KM Paradice

Author - Blogger - Lover of God

Bookmarks & Bite Marks – An Eternal Perspective

She was maybe only 3, that cherubic doll with Shirley Temple curls, when she slipped her chubby little fingers through the pages in my Bible and waddled away with my beautiful new leather bookmark, you know, the one that had the words JOY JOY JOY JOY inscribed in gold lettering from top to bottom. Holding it in her mouth to facilitate her getaway, off she scampered, Joy dangling from her teeth, slobber drenching that fresh cowhide, my bookmark, my precious, my Joy-filled objet d’art!

It wasn’t just any old bookmark, mind you.

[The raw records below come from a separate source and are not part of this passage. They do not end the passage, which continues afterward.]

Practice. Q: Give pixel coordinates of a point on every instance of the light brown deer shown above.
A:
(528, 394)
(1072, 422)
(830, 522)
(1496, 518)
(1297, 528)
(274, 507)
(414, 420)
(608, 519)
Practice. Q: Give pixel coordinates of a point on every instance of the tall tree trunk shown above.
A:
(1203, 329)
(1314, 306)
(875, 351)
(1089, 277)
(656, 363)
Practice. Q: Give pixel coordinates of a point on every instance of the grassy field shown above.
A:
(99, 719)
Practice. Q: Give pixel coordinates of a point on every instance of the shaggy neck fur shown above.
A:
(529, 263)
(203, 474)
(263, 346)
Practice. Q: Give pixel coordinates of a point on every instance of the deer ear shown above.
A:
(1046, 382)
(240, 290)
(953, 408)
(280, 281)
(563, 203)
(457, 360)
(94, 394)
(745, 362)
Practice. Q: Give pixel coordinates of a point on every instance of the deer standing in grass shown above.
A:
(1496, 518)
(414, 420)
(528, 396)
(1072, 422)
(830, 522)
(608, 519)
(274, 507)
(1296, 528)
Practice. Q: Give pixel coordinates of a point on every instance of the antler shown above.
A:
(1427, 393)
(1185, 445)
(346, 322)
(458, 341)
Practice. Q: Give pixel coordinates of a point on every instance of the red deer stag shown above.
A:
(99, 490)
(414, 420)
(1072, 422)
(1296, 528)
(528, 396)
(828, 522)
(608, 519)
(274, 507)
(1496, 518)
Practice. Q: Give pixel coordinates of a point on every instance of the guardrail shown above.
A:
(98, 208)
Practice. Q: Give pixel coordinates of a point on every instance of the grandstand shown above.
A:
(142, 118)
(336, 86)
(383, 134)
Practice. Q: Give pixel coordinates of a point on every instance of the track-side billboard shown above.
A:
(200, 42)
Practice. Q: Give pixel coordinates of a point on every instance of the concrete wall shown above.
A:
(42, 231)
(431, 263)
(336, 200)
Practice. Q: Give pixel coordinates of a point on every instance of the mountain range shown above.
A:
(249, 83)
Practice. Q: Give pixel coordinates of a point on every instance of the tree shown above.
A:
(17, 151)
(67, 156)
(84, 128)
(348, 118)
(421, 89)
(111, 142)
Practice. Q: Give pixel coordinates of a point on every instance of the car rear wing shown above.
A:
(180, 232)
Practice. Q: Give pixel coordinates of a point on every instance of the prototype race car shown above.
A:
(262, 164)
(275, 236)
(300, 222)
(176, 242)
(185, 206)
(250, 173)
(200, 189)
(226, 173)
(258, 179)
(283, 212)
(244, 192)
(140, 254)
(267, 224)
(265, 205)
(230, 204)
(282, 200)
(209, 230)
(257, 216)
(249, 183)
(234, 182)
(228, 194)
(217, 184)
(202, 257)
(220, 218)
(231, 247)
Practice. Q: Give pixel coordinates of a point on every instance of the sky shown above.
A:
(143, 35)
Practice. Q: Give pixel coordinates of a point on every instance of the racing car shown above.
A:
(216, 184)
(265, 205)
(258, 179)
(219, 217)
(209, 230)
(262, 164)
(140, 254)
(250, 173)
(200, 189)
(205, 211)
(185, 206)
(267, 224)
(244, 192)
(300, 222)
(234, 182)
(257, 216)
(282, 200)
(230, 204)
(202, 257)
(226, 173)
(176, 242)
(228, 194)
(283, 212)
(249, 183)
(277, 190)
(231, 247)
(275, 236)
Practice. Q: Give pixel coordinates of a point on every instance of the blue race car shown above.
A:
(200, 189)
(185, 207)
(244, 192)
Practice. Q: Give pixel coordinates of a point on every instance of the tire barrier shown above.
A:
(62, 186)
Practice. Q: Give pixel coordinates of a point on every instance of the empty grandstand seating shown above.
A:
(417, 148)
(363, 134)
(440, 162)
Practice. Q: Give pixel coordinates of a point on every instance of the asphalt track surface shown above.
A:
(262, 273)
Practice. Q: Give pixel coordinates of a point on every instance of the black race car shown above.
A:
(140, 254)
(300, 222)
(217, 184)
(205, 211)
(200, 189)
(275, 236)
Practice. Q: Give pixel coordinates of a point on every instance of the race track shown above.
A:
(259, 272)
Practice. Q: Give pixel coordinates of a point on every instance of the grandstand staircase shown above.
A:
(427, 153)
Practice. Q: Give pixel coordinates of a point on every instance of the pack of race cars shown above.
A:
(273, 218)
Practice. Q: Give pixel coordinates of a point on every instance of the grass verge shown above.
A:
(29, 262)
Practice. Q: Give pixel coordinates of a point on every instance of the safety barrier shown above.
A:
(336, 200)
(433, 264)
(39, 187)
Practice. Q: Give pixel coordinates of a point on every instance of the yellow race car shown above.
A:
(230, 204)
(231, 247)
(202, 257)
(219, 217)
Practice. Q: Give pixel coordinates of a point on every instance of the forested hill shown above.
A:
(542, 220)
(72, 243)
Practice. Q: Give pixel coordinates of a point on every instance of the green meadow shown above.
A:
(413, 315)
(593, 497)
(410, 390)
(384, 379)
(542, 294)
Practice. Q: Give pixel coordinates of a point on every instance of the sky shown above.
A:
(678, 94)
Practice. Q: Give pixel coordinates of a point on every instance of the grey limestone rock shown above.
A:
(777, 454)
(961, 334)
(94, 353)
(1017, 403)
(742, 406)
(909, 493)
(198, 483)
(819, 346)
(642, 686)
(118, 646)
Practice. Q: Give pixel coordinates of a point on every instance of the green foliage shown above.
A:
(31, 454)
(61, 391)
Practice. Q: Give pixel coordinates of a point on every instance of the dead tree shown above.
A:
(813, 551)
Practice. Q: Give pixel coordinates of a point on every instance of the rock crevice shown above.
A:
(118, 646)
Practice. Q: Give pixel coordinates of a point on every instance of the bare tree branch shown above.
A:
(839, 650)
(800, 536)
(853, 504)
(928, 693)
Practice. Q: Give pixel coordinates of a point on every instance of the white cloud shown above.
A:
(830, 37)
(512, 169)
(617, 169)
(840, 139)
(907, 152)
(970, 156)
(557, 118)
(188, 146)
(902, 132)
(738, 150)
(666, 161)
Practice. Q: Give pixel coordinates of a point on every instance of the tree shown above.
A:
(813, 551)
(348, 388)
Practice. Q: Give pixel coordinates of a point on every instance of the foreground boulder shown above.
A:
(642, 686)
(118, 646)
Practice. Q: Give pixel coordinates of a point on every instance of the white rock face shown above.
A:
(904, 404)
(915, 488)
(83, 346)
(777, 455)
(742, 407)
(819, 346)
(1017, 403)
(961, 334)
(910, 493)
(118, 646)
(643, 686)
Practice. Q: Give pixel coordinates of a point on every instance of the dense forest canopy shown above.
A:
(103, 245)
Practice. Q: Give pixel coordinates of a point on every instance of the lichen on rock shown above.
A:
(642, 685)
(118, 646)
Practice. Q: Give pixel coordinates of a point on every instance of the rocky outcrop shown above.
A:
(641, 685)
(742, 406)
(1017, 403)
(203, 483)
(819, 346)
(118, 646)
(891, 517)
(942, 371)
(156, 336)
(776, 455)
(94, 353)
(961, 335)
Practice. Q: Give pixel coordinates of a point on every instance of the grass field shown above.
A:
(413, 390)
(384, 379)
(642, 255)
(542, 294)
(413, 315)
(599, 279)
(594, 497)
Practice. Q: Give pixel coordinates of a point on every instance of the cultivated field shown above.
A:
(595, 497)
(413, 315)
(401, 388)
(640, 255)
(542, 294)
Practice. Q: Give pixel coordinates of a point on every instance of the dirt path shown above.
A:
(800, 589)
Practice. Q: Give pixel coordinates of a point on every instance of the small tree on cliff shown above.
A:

That year I had attended a Bible conference in the U.K., North Wales, to be exact, and at said conference I had purchased this reminder of how wonderful the whole experience of a Joy-filled life could be. Such a glorious rapturous gathering! Sweet fellowship and oh! The singing! Such – shall I use an overused term? – anointed teaching! The lot of us in that congregation had attained the unattainable, lofty spiritual heights, so close to the divine, that we scarcely needed a plane to fly home!

And now, here I am frustrated, hot-n-bothered, frantically searching my house for that beautiful reminder of God’s grace! In that flustered flurry of frustration, I happened into the family room and there she was! That toddling thief with her bright brown eyes, smiling, giggling, and chewing – chewing – on my memento, masticating my Joy! The taste for that new-smell leather superseded any flimsy claim that I may have had. That sassy little angel with her winsome giggle! Why should she be bothered with trivial details about dad scrounging and doing without to pay for that trip to England so he could worship God? (And purchase that bookmark!)

Teeth marks! A full dental impression – evidence for all to see! My chin trembled, my hands shook. Ruined! Spoiled for eternity! What good was the stupid bookmark now? In a godly furor, I snatched the precious from her drooling lips and stormed from the room. I, a man of God, profoundly and righteously indignant, mad at Miss Giggles for a month!

Two years later her mother and I laid her to rest in a small country cemetery at a little Baptist Church in South Georgia, her frail five-year-old body having succumbed to the ravages of leukemia. Gone, the winsome smile and sweet laughter! Gone the luscious curls that danced so playfully about her face when she chased her sister around the house! Gone the sweet lips that bit my bookmark!

Perspective is everything. Today, I keep that same bookmark in my Bible – almost 30 years later. Sometimes I hold it lovingly in my hands and a tear will roll down my cheek. Sometimes I stare at the imprint of her teeth and I remember that day I was so mad at her and how I held the grudge for so long!  How stupid it all seems now! To touch that sweet face again and hear her say Dad, she could chew up every bookmark in the house – and then I’d go buy her some more to chew on!

I learned a few things with my little Ruth. Life is so fleeting. The Bible says it’s a vapor. It’s like grass that grows up in the morning and in the evening it’s cut down. Vanity! I learned in her passing the truth about the peace that passes understanding. In my great grief and sorrow, He lifted me up in His arms and held me close. I don’t know how He did it, but that peace! He gave me first-hand knowledge that the Almighty can take away the sting of death.

How? How is it that He does what He does? I honestly don’t know. But, I do know that I am in no wise the lone recipient of this Amazing Grace. It’s there for the taking. Do you need peace? Is your heart broken? Have you lost a child, a husband, a wife, a dear one?

Call out to him! He will answer and in that place (the place where it hurts the most) He will give peace!

Psalm 18:6 (HCSB) I called to the LORD in my distress, and I cried to my God for help. From His temple He heard my voice, and my cry to Him reached His ears.

May the Prince of Peace bless you in your arduous journey through life.

 

K.M .

2 Comments

  1. What sweet comfort…..I’ve shared this with several friends who have experienced recent loss……
    Thank you.

  2. Thanks for the article. It is too precious for me to attempt a comment. I dearly remember that little girl.